The New Reform Machzor

Rabbi Dr. Edwin C. Goldberg

As a member of the editorial team creating the new High Holy Day prayer book, I can report on behalf of all of us that we are not creating a book, per se, so much as a sacred component that is part of the solution to a problem (or set of problems). Therefore, before any decisions could be made concerning the book itself, we needed to make sure we accurately defined the problem. So we began by spending a number of months devising a vision statement. This statement not only reflects the solution we would be proposing in the form of a sacred book, but also the challenges such a book would seek to address.

The editorial committee that produced this statement consisted of Rabbis Janet Marder, Sheldon Marder, Leon Morris, Elaine Zecher, Hara Person, Cantor Evan Kent and myself.

Here is how the Vision Statement begins:

Teshuvah is the chief goal of the Yamim Nora’im, and a machzor is our indispensable manual and guide. We aim to create a machzor that will serve Reform Jews as they seek repentance, new direction, and a sense of return to God and the Jewish people.

We envision a 21st century machzor that…

  • provides meaningful liturgy to those who pray regularly, and welcomes those who are new to Jewish spirituality and practice;
  • inspires Reform Jews to participate in the multifaceted experience of the Yamim Nora’im— from feelings of awe to moments of solace, from the solitude of contemplation to the solidarity of song and worship;
  • draws from the deep wellsprings of Jewish liturgy, history, thought, music, interpretation and creativity;
  • guides worshipers, in accessible ways, through the journey of teshuvah and cheshbon hanefesh;
  • values continuity and incorporates the outlook of the 21st century Reform Jewish community of North America;
  • bridges the personal and the communal, the ritual and the ethical dimensions of the Yamim Nora’im.

What do we learn from this excerpt of the Vision Statement?

In designing a machzor we find it helpful to begin with the end in mind. Specifically, by the end of Yom Kippur how will the worship experience affect the worshippers? How will their lives have changed? What will be different? The simple answer is to suggest that teshuvah will have occurred, but what does this mean? Certainly it seems impossible to measure the inner life of a person, so would we even know if we had succeeded? Such is the work of rabbis that we will never know for sure if the experiences we provide lead to the results we desire. Nevertheless, even if we cannot know for certain where people end up, we most assuredly should design the best “map” possible. Hence our machzor will be designed to lead the worshiper to an end in which the various services build up to a climax where painful truths are realized, change is considered and adopted, and the individual leaves with a plan or at least with the aspiration for self-improvement.

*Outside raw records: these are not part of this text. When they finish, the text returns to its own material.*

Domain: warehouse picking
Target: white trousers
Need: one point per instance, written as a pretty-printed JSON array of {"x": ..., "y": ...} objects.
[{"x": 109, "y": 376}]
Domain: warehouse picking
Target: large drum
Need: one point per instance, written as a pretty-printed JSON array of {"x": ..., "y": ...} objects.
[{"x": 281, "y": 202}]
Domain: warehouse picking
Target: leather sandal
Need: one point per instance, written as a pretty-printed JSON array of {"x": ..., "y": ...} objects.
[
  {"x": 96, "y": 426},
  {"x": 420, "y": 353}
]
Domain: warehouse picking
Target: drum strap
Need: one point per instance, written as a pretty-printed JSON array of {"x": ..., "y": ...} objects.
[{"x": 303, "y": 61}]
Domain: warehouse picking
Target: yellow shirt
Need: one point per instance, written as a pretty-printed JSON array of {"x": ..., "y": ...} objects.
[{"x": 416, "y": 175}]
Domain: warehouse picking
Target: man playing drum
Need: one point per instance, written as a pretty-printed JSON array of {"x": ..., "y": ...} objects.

The diversity of our movement means that people come in to our doors with such widely different experiences, expectations and needs, One aspect of our approach is to offer diverse views of God so that worshipers can find a model that work for them as well as be exposed to other views of God. The more traditional, hierarchical view is offered as well, in keeping with the essential message and tone of these days. Therefore we know the greatest challenge of the book will most likely be how to reflect this tradition while at the same time not turning off all those who cannot reconcile such views with the God in which they want to believe.

We know as editors that there is going to be some form of Unetaneh Tokef in the book. Because of the theology expressed in Unetaneh Tokef, this liturgical rubric presents significant challenges to some participants, and is seen as essential to the experience for others. Thus, in addition to the more traditional approach to God we will offer various images of God that challenge the classical hierarchical model, making use of poetry and well-chosen contemporary metaphors.

Most important to our work are the people for whom this book is intended: the members of a dynamic, ever-changing and diverse Reform Movement who gather in community to experience awe and forgiveness and hope. Creating a new machzor for the Reform Movement is a daunting task and we are humbled by the challenge. Nevertheless, we are guided by a clear vision of what we wish to produce, as well as aided by the outstanding work of those who prepared earlier machzorim and siddurim. Shortly after beginning work on the machzor I came across an original 1895 UPB II, with my great-grandfather’s name inscribed inside. I enjoy imagining Lewis Wessel praying with this book at Shaaray Tefila on the Upper West Side, and reflecting on what the words within would have meant to him. Our new book will be quite different, of course, but if we succeed it will seek to solve the same essential problem: how do we help ourselves return to our sacred path, in a world that continually seduces us away from the work that we must do.

Rabbi Edwin Goldberg has served as the senior rabbi of Temple Judea in Coral Gables since 1996. In July he will begin serving as the senior rabbi of Temple Sholom of Chicago. He is the coordinating editor of the forthcoming CCAR Machzor and is the author of five books. His newest book is, Saying No and Letting Go: Jewish Wisdom on Making Room for What Matters Most.